Today’s strong jobs report should help the market sustain its positive momentum of the last two weeks. Driving this market turnaround has been the realization that the U.S. economic recovery was on firmer footing and more than capable of withstanding the emerging challenges. Stocks will find today’s other report, the ISM Manufacturing Index, reassuring of the recovery’s staying power.
But the day’s focus will remain firmly on the better-than-expected non-farm payroll report for March. A total of 216,000 jobs were created in March, reported the Bureau of Labor Statistics this morning. This compared to market expectations of 195,000 and the revised February tally of 194,000. The private sector created 230,000 in the month, offset partly by losses on the government side.
Other favorable aspects of the report include positive revisions to the prior two months’ tally and the unemployment rate edging lower to 8.8% from 8.9% last month. The unemployment rate has dropped a full percentage point in the last few months, by all means a very encouraging sign.
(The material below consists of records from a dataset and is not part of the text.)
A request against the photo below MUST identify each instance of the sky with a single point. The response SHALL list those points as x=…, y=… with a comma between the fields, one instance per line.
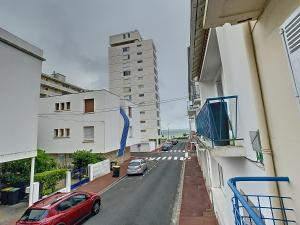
x=74, y=36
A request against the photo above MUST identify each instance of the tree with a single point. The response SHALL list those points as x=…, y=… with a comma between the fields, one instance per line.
x=82, y=158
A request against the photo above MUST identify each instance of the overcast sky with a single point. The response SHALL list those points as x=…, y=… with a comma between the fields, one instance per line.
x=74, y=36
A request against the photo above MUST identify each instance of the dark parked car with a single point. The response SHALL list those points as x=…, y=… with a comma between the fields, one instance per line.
x=174, y=142
x=166, y=146
x=62, y=209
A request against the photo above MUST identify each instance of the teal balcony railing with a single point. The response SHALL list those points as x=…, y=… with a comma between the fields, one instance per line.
x=260, y=209
x=217, y=120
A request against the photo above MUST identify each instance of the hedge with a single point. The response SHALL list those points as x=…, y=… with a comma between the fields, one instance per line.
x=49, y=179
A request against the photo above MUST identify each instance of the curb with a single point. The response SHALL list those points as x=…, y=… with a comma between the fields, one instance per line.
x=112, y=184
x=177, y=205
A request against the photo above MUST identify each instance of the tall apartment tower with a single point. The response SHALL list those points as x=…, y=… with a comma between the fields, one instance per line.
x=133, y=76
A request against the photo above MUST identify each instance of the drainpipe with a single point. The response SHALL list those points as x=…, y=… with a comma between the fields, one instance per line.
x=261, y=115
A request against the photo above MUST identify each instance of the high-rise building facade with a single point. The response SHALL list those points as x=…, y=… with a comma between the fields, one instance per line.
x=133, y=76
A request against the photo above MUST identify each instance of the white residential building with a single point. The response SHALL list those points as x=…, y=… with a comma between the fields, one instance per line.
x=56, y=84
x=254, y=60
x=133, y=76
x=20, y=71
x=89, y=120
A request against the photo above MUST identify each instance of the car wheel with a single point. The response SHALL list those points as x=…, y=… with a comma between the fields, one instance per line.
x=96, y=208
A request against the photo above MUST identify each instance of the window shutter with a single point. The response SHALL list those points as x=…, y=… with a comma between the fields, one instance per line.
x=88, y=133
x=291, y=36
x=89, y=105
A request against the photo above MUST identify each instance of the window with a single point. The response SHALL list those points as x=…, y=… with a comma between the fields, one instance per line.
x=221, y=176
x=127, y=89
x=55, y=132
x=291, y=38
x=128, y=97
x=126, y=73
x=130, y=111
x=78, y=199
x=130, y=132
x=125, y=49
x=88, y=105
x=88, y=133
x=65, y=205
x=67, y=132
x=62, y=106
x=61, y=132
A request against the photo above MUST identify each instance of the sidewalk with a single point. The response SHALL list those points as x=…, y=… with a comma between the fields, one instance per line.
x=100, y=184
x=13, y=213
x=196, y=208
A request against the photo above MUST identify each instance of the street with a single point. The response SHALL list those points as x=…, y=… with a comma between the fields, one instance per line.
x=147, y=199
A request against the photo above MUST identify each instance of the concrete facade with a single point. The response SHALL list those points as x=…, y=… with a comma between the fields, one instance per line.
x=20, y=70
x=64, y=131
x=55, y=84
x=254, y=66
x=133, y=76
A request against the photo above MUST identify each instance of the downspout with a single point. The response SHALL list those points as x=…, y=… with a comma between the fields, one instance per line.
x=261, y=115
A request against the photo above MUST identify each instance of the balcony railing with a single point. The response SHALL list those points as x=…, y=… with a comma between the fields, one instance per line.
x=217, y=120
x=260, y=209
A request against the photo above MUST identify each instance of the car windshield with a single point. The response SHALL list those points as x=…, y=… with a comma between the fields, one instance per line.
x=34, y=214
x=134, y=164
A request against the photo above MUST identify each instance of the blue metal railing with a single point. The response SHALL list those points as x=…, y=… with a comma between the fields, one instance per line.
x=259, y=209
x=124, y=133
x=214, y=121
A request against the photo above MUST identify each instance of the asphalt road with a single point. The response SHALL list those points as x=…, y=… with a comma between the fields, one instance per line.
x=143, y=200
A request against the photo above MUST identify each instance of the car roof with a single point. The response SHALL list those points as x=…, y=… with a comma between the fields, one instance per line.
x=51, y=200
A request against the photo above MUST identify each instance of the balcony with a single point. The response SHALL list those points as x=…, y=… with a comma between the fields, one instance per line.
x=260, y=209
x=217, y=121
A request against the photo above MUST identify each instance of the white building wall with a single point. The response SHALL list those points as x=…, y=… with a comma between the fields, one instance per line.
x=107, y=121
x=20, y=78
x=143, y=81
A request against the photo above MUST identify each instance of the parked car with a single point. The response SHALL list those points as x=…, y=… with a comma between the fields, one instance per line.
x=136, y=166
x=166, y=146
x=62, y=209
x=174, y=142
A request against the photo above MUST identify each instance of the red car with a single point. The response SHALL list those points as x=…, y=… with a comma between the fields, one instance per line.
x=62, y=209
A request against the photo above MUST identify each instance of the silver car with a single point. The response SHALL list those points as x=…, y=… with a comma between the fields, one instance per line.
x=136, y=166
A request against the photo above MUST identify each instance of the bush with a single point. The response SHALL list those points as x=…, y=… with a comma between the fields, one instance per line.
x=49, y=179
x=82, y=158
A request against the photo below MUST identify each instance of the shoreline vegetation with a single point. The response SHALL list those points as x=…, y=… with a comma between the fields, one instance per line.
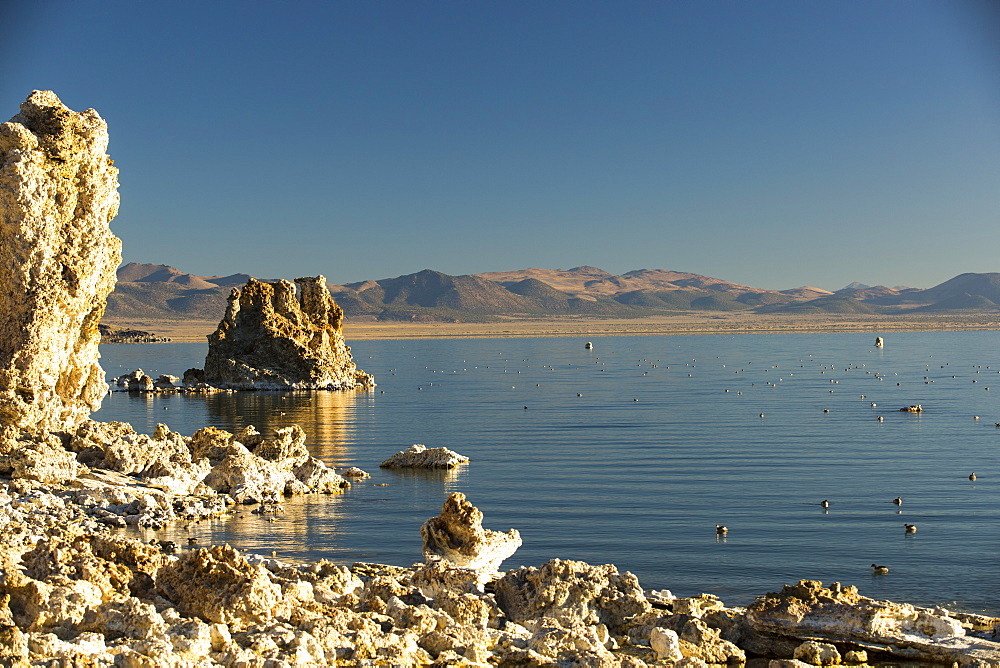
x=681, y=324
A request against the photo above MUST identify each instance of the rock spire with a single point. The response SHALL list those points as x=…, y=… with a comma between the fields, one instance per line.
x=58, y=194
x=276, y=337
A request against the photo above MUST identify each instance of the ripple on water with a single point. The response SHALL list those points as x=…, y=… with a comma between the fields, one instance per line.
x=605, y=478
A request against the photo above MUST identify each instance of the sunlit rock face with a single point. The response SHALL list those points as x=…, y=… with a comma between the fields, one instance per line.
x=58, y=194
x=276, y=337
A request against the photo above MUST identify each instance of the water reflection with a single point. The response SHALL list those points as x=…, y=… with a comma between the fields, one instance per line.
x=328, y=418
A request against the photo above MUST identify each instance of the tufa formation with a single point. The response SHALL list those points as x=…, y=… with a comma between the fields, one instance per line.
x=274, y=339
x=58, y=194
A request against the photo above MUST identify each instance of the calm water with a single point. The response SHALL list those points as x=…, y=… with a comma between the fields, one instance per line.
x=632, y=452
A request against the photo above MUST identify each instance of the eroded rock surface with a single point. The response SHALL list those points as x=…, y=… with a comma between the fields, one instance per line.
x=276, y=337
x=419, y=456
x=457, y=536
x=810, y=611
x=58, y=194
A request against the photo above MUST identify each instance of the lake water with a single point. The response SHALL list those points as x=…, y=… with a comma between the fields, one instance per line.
x=632, y=452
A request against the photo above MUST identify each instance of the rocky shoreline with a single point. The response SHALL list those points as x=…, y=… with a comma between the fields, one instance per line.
x=74, y=589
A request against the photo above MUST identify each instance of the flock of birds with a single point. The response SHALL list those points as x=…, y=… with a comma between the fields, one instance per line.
x=722, y=530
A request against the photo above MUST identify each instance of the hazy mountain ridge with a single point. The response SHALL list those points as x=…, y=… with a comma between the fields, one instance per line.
x=161, y=291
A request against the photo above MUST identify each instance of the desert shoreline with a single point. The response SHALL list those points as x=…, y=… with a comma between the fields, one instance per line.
x=687, y=324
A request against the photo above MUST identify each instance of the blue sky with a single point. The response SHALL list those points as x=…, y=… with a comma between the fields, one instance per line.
x=775, y=144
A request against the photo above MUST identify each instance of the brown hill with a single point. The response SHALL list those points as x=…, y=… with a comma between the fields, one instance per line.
x=151, y=291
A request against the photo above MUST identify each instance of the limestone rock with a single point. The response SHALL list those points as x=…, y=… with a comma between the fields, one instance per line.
x=273, y=338
x=572, y=591
x=457, y=536
x=420, y=456
x=58, y=194
x=666, y=644
x=219, y=585
x=817, y=653
x=809, y=611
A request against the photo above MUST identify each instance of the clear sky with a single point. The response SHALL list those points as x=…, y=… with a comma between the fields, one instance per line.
x=775, y=144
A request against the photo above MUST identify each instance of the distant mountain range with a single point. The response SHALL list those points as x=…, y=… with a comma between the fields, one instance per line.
x=155, y=291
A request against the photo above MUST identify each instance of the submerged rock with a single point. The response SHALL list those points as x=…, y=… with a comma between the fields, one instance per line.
x=809, y=611
x=572, y=592
x=58, y=194
x=274, y=337
x=421, y=457
x=457, y=536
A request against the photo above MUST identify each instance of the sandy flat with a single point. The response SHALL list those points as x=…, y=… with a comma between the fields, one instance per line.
x=696, y=323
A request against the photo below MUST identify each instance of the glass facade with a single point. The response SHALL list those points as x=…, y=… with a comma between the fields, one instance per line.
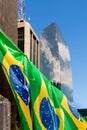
x=55, y=59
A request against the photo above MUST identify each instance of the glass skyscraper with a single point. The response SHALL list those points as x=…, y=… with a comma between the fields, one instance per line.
x=55, y=59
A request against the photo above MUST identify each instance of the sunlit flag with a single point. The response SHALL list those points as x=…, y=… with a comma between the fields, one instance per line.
x=33, y=92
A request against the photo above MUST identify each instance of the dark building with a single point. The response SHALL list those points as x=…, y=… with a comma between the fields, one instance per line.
x=8, y=18
x=55, y=59
x=8, y=23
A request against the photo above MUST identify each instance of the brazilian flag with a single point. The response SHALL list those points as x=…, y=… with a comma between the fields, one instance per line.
x=13, y=62
x=40, y=104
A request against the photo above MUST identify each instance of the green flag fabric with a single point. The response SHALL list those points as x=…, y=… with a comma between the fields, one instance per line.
x=41, y=105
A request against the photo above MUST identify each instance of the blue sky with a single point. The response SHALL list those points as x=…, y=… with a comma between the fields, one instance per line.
x=71, y=17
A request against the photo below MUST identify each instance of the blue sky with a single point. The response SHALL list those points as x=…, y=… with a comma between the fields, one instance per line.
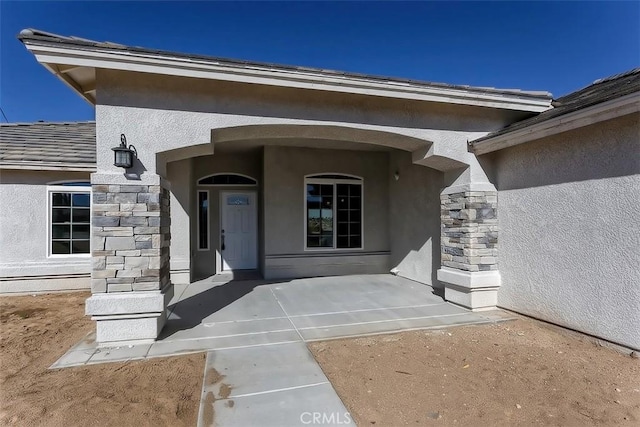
x=553, y=46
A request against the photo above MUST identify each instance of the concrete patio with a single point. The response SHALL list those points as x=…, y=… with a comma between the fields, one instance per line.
x=255, y=333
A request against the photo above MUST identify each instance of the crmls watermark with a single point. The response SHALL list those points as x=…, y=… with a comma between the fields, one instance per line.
x=325, y=418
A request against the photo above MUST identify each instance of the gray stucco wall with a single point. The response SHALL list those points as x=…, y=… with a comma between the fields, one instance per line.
x=24, y=257
x=414, y=214
x=284, y=171
x=569, y=240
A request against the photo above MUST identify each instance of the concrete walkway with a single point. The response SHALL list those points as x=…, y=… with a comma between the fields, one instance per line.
x=255, y=332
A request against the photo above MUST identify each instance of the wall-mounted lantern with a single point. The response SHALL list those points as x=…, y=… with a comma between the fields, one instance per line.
x=123, y=155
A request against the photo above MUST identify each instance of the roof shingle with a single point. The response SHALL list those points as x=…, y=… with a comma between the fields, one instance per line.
x=48, y=145
x=599, y=91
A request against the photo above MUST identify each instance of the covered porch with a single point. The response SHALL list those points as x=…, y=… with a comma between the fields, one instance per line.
x=221, y=313
x=310, y=142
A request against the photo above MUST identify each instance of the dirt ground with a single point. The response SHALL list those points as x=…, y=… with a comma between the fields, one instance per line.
x=520, y=372
x=36, y=330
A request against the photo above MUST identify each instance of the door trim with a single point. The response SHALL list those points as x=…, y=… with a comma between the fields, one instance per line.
x=219, y=259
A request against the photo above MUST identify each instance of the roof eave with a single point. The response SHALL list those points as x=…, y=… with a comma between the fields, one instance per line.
x=608, y=110
x=55, y=55
x=45, y=166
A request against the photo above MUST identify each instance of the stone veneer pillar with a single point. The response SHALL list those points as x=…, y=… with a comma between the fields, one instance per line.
x=469, y=241
x=130, y=253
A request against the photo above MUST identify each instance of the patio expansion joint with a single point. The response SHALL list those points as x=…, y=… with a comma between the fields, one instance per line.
x=287, y=314
x=278, y=390
x=381, y=321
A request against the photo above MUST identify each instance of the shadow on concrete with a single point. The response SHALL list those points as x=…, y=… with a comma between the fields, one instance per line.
x=190, y=312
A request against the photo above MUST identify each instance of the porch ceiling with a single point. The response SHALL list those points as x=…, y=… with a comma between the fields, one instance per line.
x=249, y=145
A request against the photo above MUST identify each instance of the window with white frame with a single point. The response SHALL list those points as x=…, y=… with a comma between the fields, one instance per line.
x=333, y=207
x=69, y=218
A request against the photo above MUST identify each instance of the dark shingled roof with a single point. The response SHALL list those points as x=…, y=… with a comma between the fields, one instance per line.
x=600, y=91
x=48, y=145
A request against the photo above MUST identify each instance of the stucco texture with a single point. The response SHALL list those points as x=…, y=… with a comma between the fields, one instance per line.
x=414, y=218
x=23, y=235
x=569, y=240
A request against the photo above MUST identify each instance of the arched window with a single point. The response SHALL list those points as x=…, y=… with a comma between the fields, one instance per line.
x=227, y=179
x=333, y=206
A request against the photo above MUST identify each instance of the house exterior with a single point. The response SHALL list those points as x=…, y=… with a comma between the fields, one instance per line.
x=297, y=172
x=40, y=165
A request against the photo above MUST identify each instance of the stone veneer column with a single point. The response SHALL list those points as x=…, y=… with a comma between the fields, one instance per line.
x=469, y=241
x=130, y=253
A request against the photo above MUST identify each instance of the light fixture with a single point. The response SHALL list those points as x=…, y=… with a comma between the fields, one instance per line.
x=123, y=155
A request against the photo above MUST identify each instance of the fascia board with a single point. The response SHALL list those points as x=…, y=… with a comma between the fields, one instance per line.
x=68, y=167
x=627, y=104
x=128, y=61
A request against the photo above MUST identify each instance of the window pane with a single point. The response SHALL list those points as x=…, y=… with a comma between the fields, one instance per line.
x=313, y=242
x=203, y=223
x=227, y=179
x=60, y=231
x=79, y=231
x=327, y=220
x=81, y=199
x=326, y=241
x=343, y=228
x=343, y=202
x=334, y=176
x=238, y=200
x=61, y=199
x=81, y=215
x=60, y=247
x=349, y=217
x=61, y=215
x=80, y=247
x=313, y=190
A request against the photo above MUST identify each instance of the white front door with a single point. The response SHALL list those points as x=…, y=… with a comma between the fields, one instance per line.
x=239, y=230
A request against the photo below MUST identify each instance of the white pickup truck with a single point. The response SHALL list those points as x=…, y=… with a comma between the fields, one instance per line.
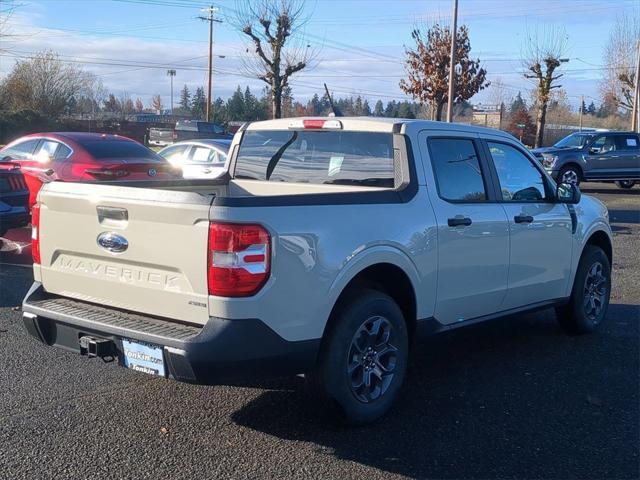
x=329, y=246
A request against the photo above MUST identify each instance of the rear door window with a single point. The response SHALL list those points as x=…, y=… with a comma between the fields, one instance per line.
x=457, y=169
x=627, y=142
x=520, y=180
x=21, y=150
x=317, y=157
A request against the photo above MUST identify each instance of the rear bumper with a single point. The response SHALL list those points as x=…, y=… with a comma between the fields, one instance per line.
x=222, y=351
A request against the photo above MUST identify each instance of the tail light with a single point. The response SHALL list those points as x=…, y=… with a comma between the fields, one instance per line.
x=35, y=233
x=238, y=259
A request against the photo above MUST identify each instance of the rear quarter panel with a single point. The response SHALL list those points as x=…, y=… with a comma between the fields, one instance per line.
x=318, y=249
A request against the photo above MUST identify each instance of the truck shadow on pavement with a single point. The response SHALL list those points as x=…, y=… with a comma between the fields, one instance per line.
x=515, y=397
x=611, y=191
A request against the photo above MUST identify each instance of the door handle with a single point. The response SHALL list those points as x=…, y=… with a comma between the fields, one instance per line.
x=459, y=221
x=523, y=219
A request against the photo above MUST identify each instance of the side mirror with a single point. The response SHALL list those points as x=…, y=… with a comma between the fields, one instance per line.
x=568, y=193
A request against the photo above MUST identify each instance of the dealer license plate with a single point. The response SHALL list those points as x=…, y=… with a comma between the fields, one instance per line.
x=143, y=357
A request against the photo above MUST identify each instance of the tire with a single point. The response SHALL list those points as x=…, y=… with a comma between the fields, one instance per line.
x=626, y=184
x=367, y=338
x=589, y=299
x=570, y=174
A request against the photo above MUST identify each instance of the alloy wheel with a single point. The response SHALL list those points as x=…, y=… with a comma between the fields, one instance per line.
x=595, y=291
x=372, y=359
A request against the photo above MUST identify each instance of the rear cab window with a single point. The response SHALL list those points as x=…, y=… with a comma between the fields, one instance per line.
x=355, y=158
x=627, y=142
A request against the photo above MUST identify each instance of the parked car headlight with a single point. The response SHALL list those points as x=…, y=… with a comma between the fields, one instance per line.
x=549, y=160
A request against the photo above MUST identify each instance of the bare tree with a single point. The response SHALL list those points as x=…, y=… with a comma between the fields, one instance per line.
x=542, y=55
x=427, y=68
x=620, y=59
x=46, y=84
x=270, y=26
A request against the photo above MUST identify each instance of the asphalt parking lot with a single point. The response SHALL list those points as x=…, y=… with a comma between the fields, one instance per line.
x=513, y=398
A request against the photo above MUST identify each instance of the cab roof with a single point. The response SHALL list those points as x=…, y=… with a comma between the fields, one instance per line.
x=378, y=124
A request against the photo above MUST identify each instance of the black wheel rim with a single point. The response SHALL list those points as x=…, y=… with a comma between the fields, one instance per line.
x=372, y=359
x=570, y=176
x=595, y=292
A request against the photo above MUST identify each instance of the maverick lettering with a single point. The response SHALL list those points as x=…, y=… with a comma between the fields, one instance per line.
x=123, y=274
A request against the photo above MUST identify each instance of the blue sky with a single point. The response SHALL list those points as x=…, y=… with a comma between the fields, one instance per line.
x=360, y=43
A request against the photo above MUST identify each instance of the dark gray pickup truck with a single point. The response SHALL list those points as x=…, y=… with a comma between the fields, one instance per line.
x=594, y=156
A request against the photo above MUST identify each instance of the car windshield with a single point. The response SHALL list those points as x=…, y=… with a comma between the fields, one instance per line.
x=575, y=140
x=104, y=149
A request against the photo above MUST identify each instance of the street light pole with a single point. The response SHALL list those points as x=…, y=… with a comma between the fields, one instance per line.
x=209, y=18
x=452, y=63
x=636, y=94
x=581, y=110
x=171, y=73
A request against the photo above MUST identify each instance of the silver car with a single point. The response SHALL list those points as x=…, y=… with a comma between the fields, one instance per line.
x=198, y=158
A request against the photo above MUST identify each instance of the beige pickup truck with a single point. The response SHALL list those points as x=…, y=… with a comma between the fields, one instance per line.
x=326, y=248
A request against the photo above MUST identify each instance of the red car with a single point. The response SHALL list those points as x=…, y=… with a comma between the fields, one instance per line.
x=69, y=157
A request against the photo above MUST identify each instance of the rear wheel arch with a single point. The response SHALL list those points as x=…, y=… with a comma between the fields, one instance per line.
x=600, y=239
x=385, y=277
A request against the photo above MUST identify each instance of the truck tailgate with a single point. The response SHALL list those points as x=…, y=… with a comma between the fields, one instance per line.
x=161, y=270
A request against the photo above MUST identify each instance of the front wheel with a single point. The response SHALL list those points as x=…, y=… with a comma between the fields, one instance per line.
x=364, y=357
x=589, y=300
x=626, y=184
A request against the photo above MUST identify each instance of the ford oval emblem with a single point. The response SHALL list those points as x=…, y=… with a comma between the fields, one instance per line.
x=113, y=242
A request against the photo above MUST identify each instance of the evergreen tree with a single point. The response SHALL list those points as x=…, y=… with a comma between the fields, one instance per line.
x=391, y=110
x=405, y=110
x=250, y=106
x=235, y=106
x=518, y=104
x=219, y=111
x=111, y=104
x=199, y=104
x=583, y=108
x=378, y=110
x=366, y=109
x=357, y=106
x=185, y=99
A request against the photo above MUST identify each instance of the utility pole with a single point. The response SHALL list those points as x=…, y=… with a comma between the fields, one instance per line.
x=210, y=18
x=581, y=110
x=636, y=94
x=452, y=63
x=171, y=73
x=333, y=109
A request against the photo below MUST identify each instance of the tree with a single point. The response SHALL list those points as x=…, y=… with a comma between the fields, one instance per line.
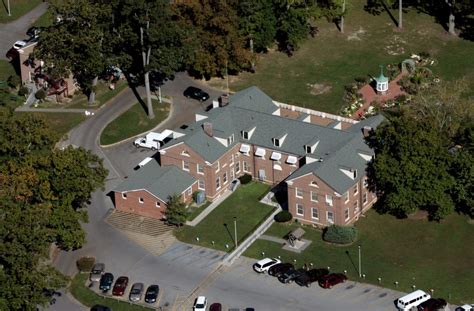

Average hourly earnings and average work week remained unchanged in March.
The lack of adequate job creation has been the weakest link in the ongoing economic recovery, though a number of labor-market indicators have been showing signs of improvement. Jobless Claims, the employment components of the ISM Indices, and the ADP report have been showing labor-market improvement for months now.
Today’s report confirms all of those trends, reassuring the market that a labor-market turnaround is finally underway.